Speaking Skills and Phonetics
The speech block tests pronunciation principles, public speaking framework (introduction-body-conclusion, audience analysis, delivery modes), and discourse markers in spoken language.
The trickiest items: identifying which English vowel sound a word contains using IPA notation. Filipino speakers often confuse the schwa sound with short-i or short-e — both phonetically distinct in English, both commonly tested.
Drill: a printed IPA chart, the 44 English phonemes (24 consonants, 20 vowels including diphthongs), and minimal pair drills (ship vs sheep, beat vs bit).
How Super Tutor's LET English Track Handles This
Our LET Secondary track with English Major runs literature, linguistics, and language teaching as separate domains with rationale-driven MCQs. Linguistics gets its own analytics dashboard so you can see whether phonetics, syntax, or semantics is dragging your score. Focused Yearly is ₱1,999/year.
For broader pacing, see the Complete LET Guide 2026. The Major Field guide covers how to balance English drilling against Prof Ed and Gen Ed.
FAQs
How much linguistics is on the English Major paper?
Around 25 items per cycle.
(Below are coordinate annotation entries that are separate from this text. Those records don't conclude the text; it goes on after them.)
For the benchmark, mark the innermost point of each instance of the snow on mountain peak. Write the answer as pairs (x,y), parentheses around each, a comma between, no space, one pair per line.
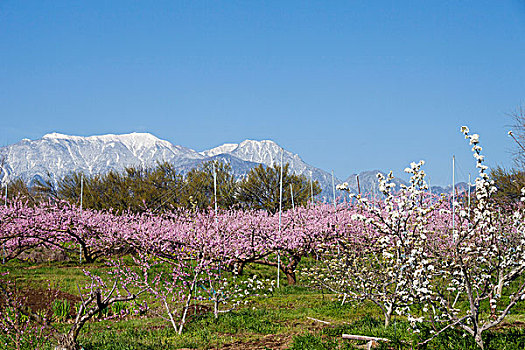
(225,148)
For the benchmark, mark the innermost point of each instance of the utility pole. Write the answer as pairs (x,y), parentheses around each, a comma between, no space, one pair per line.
(291,193)
(3,246)
(215,189)
(280,213)
(333,189)
(453,194)
(311,187)
(81,203)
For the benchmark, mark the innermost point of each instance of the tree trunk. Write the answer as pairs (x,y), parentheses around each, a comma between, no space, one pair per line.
(479,340)
(290,277)
(388,316)
(67,342)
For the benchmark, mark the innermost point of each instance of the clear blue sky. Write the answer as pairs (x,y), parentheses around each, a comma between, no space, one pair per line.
(348,85)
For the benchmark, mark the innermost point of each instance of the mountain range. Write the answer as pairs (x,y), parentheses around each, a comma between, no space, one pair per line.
(56,155)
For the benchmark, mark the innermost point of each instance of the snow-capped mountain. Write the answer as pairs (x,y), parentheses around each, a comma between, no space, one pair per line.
(268,153)
(56,155)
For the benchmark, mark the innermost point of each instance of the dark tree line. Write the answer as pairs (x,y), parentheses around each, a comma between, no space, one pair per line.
(162,188)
It's the largest single block on the paper. Skipping it makes a passing score arithmetically difficult.
Do I need to read the Noli and Fili in full?
No. A solid summary plus key chapter understanding plus quoted passages covers the LET's question style. Reading both novels in full takes weeks you don't have.
What about Filipino literature in English vs Filipino in Filipino?
The English Major paper covers Filipino literature in English (Bulosan, Joaquin, English-language Filipino writers) and Philippine literature originally in Filipino read in English translation. The Filipino Major paper covers Filipino-language literature directly.
Is World Literature heavy on Western or balanced?
Historically Western-heavy (Shakespeare, Greek tragedy, Romanticism, modernism), but recent cycles have increased Asian and postcolonial coverage. Don't skip Asian lit.
What's the IPA chart and do I really need to memorise it?
The International Phonetic Alphabet — symbols for English sounds. Yes, memorise the basic chart. Two to three items per cycle test it directly. Free points lost otherwise.
Next Steps
Take a diagnostic this week across all five blocks. Identify your weakest two. Build a 14-day drill block for those. Then run mocks. Adjust. Repeat.